Let’s have a look at the lockok() function:
FUNCTION lockok() SELECT dbf02 IF ! my_file_lock( ... ) RETURN .F. ENDIF SELECT dbf05 IF ! my_file_lock( ... ) RETURN .F. ENDIF ... RETURN .T.
It is a really simple code: it tries to put a file level lock on several files. This function is defined in 3 different source files (linked in 3 different executables, of course) with a different list of databases. It is used in places where the programmer wanted to be sure that nobody else could change the data during an update that spans 3 to 8 databases. Unfortunately, if the function reports that non all files could be locked, the program just skips the big update…

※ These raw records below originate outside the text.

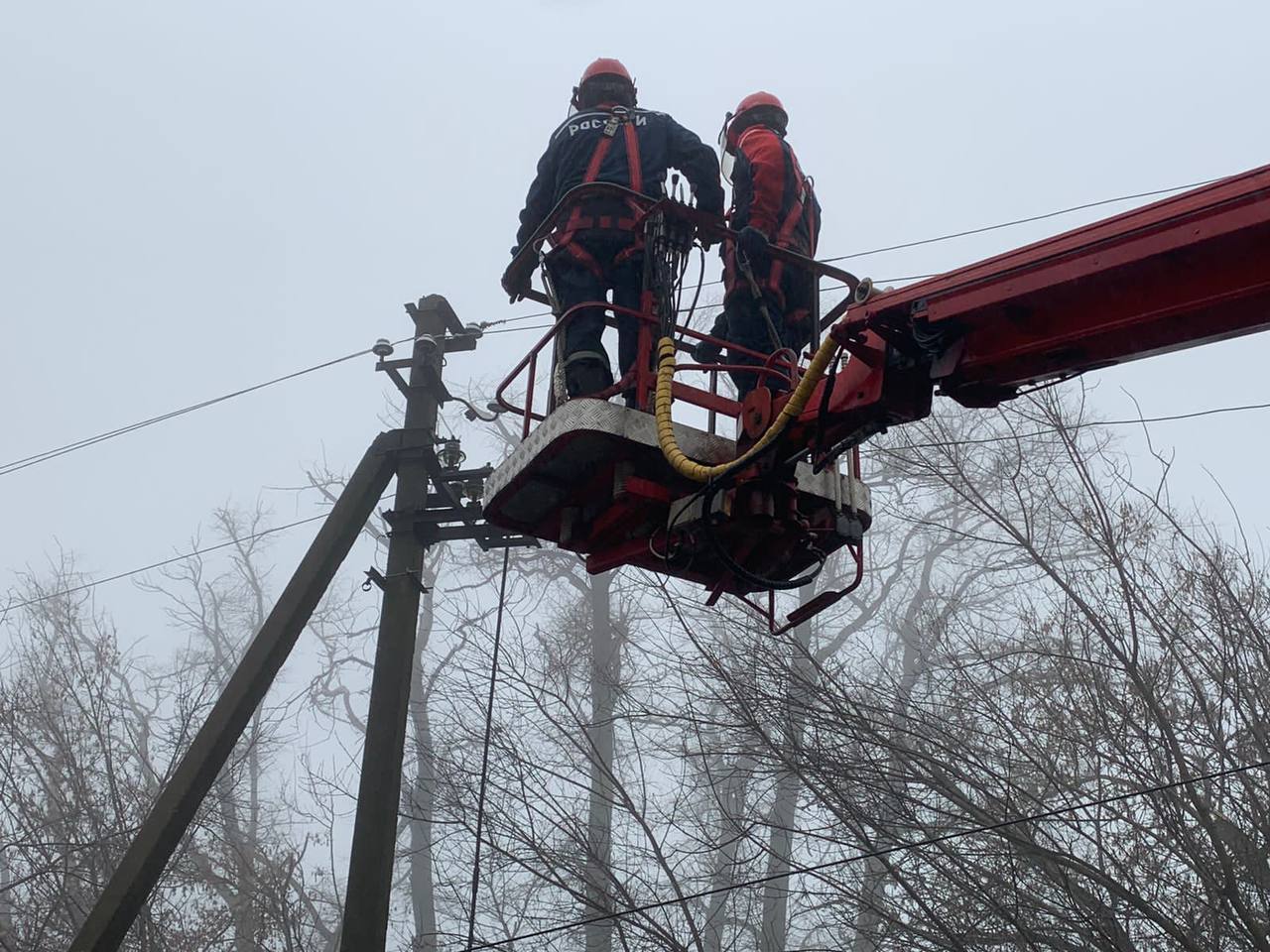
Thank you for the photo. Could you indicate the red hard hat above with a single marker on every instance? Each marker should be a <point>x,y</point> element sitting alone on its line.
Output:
<point>754,100</point>
<point>606,66</point>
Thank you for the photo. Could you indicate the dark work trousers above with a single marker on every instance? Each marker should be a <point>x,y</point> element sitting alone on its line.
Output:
<point>744,325</point>
<point>574,284</point>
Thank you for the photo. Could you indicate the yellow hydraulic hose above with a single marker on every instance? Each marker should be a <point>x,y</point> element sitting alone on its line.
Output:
<point>699,472</point>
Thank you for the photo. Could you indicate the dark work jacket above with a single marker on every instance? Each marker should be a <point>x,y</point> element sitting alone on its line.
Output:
<point>663,145</point>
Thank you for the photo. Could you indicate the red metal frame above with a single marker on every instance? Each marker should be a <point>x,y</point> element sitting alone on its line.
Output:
<point>1183,272</point>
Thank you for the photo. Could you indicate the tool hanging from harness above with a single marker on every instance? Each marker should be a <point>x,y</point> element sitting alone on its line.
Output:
<point>566,238</point>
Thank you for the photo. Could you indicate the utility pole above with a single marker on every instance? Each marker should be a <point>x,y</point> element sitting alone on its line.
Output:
<point>370,867</point>
<point>430,508</point>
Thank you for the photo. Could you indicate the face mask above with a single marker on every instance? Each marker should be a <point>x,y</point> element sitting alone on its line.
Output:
<point>726,159</point>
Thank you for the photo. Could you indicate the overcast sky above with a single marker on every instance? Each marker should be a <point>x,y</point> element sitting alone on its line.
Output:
<point>197,197</point>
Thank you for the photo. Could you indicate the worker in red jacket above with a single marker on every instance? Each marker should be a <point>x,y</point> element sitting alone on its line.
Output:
<point>772,203</point>
<point>598,249</point>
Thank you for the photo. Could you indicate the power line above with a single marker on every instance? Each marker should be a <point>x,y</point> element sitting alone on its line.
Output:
<point>699,307</point>
<point>172,414</point>
<point>982,230</point>
<point>17,465</point>
<point>87,585</point>
<point>1047,430</point>
<point>1024,221</point>
<point>887,851</point>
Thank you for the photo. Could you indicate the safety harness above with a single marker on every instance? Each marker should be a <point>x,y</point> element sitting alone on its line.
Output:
<point>789,225</point>
<point>564,238</point>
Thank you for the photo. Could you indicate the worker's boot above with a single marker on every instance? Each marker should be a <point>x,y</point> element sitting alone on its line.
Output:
<point>706,352</point>
<point>585,375</point>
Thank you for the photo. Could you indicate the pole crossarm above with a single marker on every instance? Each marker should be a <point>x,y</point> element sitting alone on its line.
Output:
<point>429,509</point>
<point>159,835</point>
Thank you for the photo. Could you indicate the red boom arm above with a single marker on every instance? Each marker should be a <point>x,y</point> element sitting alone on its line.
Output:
<point>1174,275</point>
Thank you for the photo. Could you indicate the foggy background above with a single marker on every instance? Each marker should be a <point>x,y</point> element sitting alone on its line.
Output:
<point>200,197</point>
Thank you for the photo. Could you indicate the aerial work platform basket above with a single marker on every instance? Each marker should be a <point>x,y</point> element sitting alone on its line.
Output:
<point>590,475</point>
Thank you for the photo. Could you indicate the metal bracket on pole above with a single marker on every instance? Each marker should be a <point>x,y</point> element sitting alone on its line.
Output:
<point>432,517</point>
<point>375,578</point>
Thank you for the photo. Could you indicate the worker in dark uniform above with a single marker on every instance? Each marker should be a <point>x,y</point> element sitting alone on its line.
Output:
<point>772,203</point>
<point>597,249</point>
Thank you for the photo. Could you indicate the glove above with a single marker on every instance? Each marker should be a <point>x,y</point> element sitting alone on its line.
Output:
<point>752,244</point>
<point>706,352</point>
<point>516,282</point>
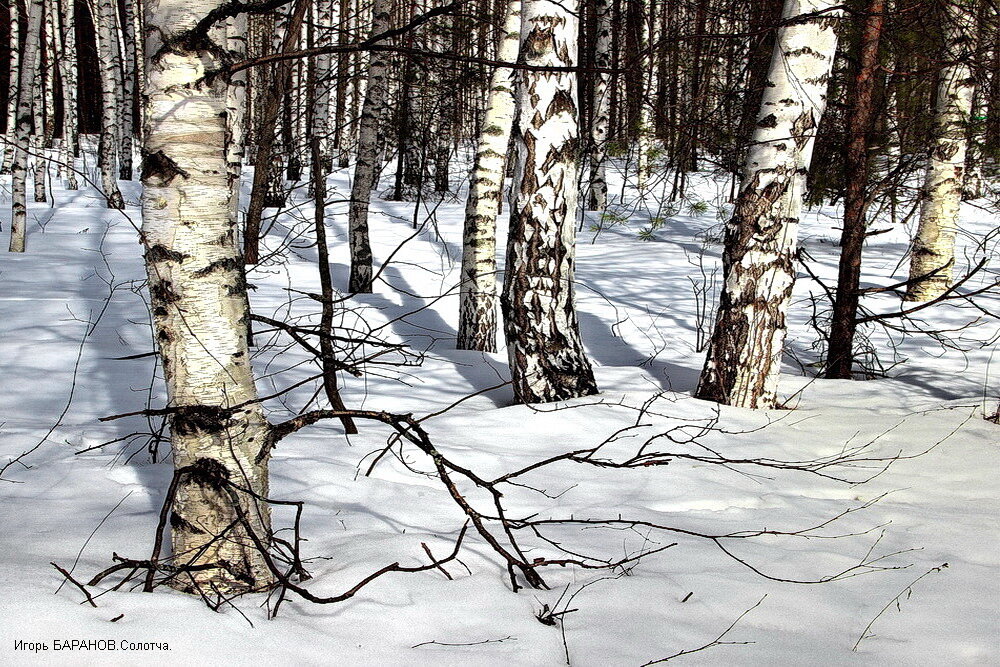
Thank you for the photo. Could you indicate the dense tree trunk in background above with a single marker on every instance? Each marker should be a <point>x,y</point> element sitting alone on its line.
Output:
<point>547,359</point>
<point>110,64</point>
<point>199,303</point>
<point>236,107</point>
<point>932,255</point>
<point>597,190</point>
<point>643,129</point>
<point>267,165</point>
<point>41,103</point>
<point>744,355</point>
<point>764,14</point>
<point>340,119</point>
<point>129,70</point>
<point>367,164</point>
<point>24,124</point>
<point>477,321</point>
<point>324,86</point>
<point>328,360</point>
<point>860,124</point>
<point>12,89</point>
<point>70,146</point>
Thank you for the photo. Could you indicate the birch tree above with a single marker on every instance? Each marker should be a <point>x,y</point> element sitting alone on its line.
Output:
<point>127,93</point>
<point>860,123</point>
<point>932,255</point>
<point>12,88</point>
<point>24,123</point>
<point>236,93</point>
<point>106,23</point>
<point>366,168</point>
<point>597,195</point>
<point>70,147</point>
<point>199,301</point>
<point>744,354</point>
<point>324,85</point>
<point>477,322</point>
<point>547,360</point>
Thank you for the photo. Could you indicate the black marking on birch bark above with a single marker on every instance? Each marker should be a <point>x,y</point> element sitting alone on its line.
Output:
<point>161,253</point>
<point>193,419</point>
<point>163,292</point>
<point>801,127</point>
<point>562,101</point>
<point>159,169</point>
<point>206,472</point>
<point>177,522</point>
<point>226,264</point>
<point>769,120</point>
<point>804,51</point>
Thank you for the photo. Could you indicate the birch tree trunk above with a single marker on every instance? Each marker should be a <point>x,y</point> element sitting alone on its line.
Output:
<point>477,321</point>
<point>597,192</point>
<point>129,70</point>
<point>744,354</point>
<point>324,85</point>
<point>67,71</point>
<point>547,360</point>
<point>107,42</point>
<point>236,93</point>
<point>12,88</point>
<point>860,124</point>
<point>40,105</point>
<point>199,303</point>
<point>932,255</point>
<point>367,166</point>
<point>24,123</point>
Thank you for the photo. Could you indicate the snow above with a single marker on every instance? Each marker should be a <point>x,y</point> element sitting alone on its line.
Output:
<point>72,306</point>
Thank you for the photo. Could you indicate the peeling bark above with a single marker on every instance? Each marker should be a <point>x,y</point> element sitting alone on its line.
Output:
<point>547,359</point>
<point>932,255</point>
<point>744,354</point>
<point>477,325</point>
<point>199,303</point>
<point>366,168</point>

We have two easy ways to handle this situation. Both need that you understand to which executable belong the source files that have the function definitions and, more important, the ones where the function is just used. Once you trace them, you can simply prefix the function name with a identifier and change all the calls that belong to that executable, or refactor the function to receive the databases alias as a parameter.
In this case the second option is probably better, so that similar looking code is deduplicated. I also discovered that there are a couple of other functions, with similar sounding names, that perform the same job: probably the programmer was creating duplicates in his own programs..
This is a really simple case, one that can be handled very quickly. But the second is really more delicate. Infact the second duplicate function I analyzed was about 150 lines long and it looked really similar, I’d say that they were perfectly identical… I was about to port the function to the application library but in the end decided to use a diff tool and I finally noticed that a couple of lines were a bit different: 2 out of 150 lines were different in 2 IFs that had 2 expressions vs 3 expressions. I don’t know what the code really does, and if this check is really important to the data I’ll use and I don’t know if I could add it to the missing one. Solution: add a prefix to the function names.
In the previous post I already reported about one function duplicated, different, but used only in the source file they were defined: adding STATIC solved this case.
Another case was a function whose code is completely different but functionally equivalent. Imagine you have to report the sum of the values in a array and use a FOR loop once and a aEval() the other time. But to deduplicate the code I should write test cases to see that there are not edge cases handled differently.
Too many different cases: first 4 checked, 4 different problems and 4 different solutions. And there are 47 to go! Probably it’s time to change strategy. Merging this code I had a couple of compilation problems I solved with a temporary patch: disabling that code! So I decided to step back and fully mimic the original program, compile all different source code trying to clean up compilation errors and in meanwhile try to experiment a robust solution for passing the subdir to use as current working directory.
So I decided to throw away the changes done to deduplicate the functions and to start in a new direction.